The U.K. launched a new clean heat initiative Thursday at the United Nations Climate Change Conference (COP26) in Glasgow, Scotland, to generate a global understanding on how to decarbonize the built environment.

“To help countries overcome the barriers for decarbonizing heat, greater collaboration will be required so that policymakers can share best practices, we can scale markets for clean heating and energy efficiency solutions across multiple countries and provide better facilities for private sector partnerships,” said Martin Callanan, U.K. minister for business, energy and corporate responsibility.

Launched under the Global Alliance for Buildings and Construction (GABC), the Clean Heat Forum sprang out of a collaboration with Colorado-based nonprofit RMI. GABC, which originated at COP21 in Paris, has 35 member countries, including the U.S. and Canada.

“We see the GABC as the center of gravity for coordinating action for building decarbonization,” Callanan said during a launch event for the forum.

Global building decarbonization is not on track to reach the goals of the Paris agreement, according to the GABC-led 2021 Global Status Report for Buildings and Construction released in October. Data for 2019-2020 show a temporary improvement in decarbonization levels, but the report attributed the change to economic slowing under the COVID-19 pandemic. Emissions and energy consumption will rebound in the near term, leaving a narrow window of opportunity to make the building industry more sustainable, the report said.

Jon-Creyts-(UN-Climate-Change-Conference-UK-2021)-FI.jpgJon Creyts, managing director and chief program officer at RMI, hosted a panel discussion Thursday at COP26 for the launch of the Clean Heat Forum. | UN Climate Change Conference UK

The heating and cooling sector represents 51% globally of energy demand, said Rana Adib, executive director of the international think tank REN21.

“It’s clearly a sector that is massively lagging behind in the renewable energy share, which is 10%,” she said during the launch event. The lag, she added, is due to a lack of government attention to the heating sector.

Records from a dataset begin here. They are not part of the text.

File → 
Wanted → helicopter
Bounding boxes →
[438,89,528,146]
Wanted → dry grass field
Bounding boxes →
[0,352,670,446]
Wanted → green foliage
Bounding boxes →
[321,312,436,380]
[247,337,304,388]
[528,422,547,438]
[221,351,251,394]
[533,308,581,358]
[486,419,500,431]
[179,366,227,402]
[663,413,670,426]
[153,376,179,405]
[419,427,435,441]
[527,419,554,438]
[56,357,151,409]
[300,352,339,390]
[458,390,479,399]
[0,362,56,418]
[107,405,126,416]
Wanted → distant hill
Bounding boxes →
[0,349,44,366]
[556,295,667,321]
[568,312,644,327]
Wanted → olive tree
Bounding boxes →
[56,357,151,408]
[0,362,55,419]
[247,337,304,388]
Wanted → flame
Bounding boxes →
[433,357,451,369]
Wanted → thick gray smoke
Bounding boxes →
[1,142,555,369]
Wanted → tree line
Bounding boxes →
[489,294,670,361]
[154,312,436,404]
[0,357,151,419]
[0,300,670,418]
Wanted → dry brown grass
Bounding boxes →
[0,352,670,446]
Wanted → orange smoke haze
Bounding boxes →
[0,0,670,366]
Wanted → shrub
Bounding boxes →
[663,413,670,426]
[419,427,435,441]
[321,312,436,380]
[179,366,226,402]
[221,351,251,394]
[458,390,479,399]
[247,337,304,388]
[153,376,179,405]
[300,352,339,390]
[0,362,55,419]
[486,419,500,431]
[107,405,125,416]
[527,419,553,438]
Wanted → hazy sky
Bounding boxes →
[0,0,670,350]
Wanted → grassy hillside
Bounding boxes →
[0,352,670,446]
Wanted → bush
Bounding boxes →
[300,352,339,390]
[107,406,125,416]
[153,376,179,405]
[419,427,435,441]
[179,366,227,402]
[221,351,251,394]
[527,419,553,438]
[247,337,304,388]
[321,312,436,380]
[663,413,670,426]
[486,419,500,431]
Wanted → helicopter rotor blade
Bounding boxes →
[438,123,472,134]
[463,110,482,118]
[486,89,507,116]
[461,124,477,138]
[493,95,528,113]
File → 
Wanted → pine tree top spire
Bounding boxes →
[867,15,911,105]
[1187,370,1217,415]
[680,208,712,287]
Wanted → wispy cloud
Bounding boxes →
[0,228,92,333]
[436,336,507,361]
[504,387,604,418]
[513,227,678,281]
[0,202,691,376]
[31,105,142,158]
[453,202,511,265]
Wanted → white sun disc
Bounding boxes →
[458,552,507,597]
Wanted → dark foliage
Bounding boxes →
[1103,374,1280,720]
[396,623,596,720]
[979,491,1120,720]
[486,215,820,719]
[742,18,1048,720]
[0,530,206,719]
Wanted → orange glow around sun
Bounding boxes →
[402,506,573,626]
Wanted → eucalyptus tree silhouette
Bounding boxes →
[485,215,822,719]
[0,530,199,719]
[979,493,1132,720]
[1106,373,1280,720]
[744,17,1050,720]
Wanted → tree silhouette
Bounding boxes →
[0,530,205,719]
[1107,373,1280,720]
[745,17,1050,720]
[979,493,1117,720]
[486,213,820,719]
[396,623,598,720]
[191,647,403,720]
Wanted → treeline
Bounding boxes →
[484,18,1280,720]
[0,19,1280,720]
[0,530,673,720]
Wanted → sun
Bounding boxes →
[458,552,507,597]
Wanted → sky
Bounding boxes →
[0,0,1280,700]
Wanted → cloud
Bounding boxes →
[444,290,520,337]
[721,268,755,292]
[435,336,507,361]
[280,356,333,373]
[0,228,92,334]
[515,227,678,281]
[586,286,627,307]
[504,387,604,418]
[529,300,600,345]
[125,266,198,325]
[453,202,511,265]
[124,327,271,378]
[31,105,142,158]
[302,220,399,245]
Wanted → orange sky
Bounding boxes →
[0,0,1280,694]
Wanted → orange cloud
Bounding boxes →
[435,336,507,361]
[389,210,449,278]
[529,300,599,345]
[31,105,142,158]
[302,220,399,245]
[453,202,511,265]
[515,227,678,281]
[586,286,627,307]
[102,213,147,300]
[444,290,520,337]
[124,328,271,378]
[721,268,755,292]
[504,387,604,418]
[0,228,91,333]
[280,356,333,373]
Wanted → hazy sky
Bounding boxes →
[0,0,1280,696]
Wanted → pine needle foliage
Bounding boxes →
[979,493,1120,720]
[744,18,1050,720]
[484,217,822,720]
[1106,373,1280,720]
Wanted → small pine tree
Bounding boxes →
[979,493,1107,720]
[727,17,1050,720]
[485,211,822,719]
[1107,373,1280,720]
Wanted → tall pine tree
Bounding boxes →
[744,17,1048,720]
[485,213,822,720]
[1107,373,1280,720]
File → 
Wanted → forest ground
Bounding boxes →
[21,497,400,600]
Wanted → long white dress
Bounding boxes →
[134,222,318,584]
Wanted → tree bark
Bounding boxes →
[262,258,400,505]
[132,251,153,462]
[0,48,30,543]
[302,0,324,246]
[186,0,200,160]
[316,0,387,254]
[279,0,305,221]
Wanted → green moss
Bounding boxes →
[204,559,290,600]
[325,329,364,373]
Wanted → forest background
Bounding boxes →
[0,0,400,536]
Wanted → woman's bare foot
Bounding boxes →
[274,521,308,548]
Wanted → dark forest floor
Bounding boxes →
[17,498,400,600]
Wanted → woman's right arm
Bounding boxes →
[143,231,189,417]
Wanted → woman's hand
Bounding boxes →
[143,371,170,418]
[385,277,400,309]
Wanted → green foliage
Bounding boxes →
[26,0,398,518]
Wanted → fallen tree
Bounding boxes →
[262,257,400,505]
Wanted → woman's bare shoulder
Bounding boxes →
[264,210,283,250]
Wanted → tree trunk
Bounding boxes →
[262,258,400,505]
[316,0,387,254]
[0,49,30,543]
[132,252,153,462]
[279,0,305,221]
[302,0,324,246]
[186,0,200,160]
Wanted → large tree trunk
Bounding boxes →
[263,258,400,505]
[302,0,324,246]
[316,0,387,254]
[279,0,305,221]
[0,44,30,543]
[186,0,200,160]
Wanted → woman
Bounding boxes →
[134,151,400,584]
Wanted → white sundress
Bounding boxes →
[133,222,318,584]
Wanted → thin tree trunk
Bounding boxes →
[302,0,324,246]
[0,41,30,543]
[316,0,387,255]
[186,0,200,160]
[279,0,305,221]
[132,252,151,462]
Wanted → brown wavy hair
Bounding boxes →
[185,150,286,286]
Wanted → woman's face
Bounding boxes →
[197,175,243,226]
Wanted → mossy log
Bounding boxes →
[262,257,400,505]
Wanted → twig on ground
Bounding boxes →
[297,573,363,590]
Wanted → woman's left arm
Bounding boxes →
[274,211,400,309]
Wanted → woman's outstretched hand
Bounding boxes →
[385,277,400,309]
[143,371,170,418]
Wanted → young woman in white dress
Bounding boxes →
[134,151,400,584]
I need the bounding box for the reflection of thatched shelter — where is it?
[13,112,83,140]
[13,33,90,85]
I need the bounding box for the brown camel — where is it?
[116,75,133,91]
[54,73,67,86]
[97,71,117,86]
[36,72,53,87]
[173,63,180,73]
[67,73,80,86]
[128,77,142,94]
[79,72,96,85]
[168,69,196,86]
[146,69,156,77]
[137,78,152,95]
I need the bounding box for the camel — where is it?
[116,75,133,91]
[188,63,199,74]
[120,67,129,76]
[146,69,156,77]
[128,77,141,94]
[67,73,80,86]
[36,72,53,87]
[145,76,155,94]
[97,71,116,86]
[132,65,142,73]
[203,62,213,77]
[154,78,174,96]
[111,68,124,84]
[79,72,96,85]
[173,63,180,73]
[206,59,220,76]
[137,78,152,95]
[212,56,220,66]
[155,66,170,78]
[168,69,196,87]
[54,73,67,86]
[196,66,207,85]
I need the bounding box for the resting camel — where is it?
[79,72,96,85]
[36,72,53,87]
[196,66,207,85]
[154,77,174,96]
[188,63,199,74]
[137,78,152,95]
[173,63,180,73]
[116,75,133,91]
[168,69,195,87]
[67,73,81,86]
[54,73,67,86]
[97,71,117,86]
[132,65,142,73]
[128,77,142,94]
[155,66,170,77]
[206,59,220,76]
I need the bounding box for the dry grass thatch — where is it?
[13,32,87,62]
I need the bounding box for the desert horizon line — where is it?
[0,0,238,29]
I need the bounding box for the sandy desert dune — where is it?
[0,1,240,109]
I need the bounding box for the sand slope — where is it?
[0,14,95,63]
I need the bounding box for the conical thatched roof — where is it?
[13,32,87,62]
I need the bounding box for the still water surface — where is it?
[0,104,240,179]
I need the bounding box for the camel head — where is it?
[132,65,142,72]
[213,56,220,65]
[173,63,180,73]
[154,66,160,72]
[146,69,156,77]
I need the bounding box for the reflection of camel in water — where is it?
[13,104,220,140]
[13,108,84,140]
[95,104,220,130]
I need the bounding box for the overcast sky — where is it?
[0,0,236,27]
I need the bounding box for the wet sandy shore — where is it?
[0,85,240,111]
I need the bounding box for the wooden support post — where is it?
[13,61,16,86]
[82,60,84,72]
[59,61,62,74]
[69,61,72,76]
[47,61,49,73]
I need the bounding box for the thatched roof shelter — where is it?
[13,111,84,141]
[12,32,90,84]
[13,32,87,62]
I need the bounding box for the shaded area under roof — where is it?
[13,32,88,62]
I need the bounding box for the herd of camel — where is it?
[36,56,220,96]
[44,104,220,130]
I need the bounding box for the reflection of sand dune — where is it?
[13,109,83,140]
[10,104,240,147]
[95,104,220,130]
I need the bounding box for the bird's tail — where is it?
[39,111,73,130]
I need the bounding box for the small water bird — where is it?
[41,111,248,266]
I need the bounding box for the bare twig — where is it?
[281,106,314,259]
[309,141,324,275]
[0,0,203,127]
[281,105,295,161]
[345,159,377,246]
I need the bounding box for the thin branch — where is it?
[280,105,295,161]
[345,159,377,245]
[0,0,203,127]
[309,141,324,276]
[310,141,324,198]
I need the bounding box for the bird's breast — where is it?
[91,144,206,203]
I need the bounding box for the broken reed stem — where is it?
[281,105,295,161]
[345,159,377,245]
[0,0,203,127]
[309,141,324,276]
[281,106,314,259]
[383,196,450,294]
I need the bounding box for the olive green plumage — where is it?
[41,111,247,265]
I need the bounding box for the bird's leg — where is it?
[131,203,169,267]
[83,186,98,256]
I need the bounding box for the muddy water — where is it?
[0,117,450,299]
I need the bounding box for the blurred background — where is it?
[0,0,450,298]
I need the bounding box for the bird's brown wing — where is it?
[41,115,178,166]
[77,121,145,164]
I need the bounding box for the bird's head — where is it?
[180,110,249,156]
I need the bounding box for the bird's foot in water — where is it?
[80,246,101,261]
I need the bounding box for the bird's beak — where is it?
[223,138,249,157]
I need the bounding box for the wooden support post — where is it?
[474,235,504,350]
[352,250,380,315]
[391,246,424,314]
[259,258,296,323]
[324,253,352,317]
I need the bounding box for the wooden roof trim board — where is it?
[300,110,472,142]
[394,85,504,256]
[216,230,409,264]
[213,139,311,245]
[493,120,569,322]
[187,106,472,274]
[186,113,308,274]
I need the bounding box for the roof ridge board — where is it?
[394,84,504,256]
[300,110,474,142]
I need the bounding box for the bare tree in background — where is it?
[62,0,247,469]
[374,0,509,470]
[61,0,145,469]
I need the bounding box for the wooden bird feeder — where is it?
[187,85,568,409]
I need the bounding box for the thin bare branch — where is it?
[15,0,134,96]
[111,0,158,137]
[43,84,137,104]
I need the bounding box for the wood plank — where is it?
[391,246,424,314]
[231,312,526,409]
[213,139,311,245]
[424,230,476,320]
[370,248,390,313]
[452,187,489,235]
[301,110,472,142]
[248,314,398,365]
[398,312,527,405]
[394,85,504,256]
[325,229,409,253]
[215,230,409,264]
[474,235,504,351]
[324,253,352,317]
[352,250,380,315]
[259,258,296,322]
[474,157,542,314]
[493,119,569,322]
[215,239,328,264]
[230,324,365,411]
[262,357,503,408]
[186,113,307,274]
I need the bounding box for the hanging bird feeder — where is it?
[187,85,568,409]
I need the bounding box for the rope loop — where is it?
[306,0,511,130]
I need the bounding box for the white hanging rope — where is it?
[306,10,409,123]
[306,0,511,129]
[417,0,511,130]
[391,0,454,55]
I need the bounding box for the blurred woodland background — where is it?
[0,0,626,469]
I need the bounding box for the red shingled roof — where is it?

“Only 22 countries have a policy and regulatory framework on renewable energy heat,” she said.

While 1,300 cities have either a renewable energy target or policy and regulatory framework to support renewable energy, only 300 cities have a support mechanism for renewable energy in the heating and cooling or buildings sectors.

With much of the world’s building stock located in cities, they have a vital role to play in the global ambition on building decarbonization, Adib said.

Municipal-level discussions on climate change usually focus on transportation and energy production, and heating is “neglected,” Zdeněk Hřib, mayor of Prague, Czech Republic, said during the launch.

In Prague, he said, 90% of the city’s heating is fossil fuel-based, and the heating sector accounts for 11% of the city’s greenhouse gas emissions.

To address building emissions, the city made sustainable buildings one of the main parts of a 2019 climate pledge. A flagship clean energy project for the sector includes installation of heat pumps on the water outlet from the city’s wastewater treatment facility.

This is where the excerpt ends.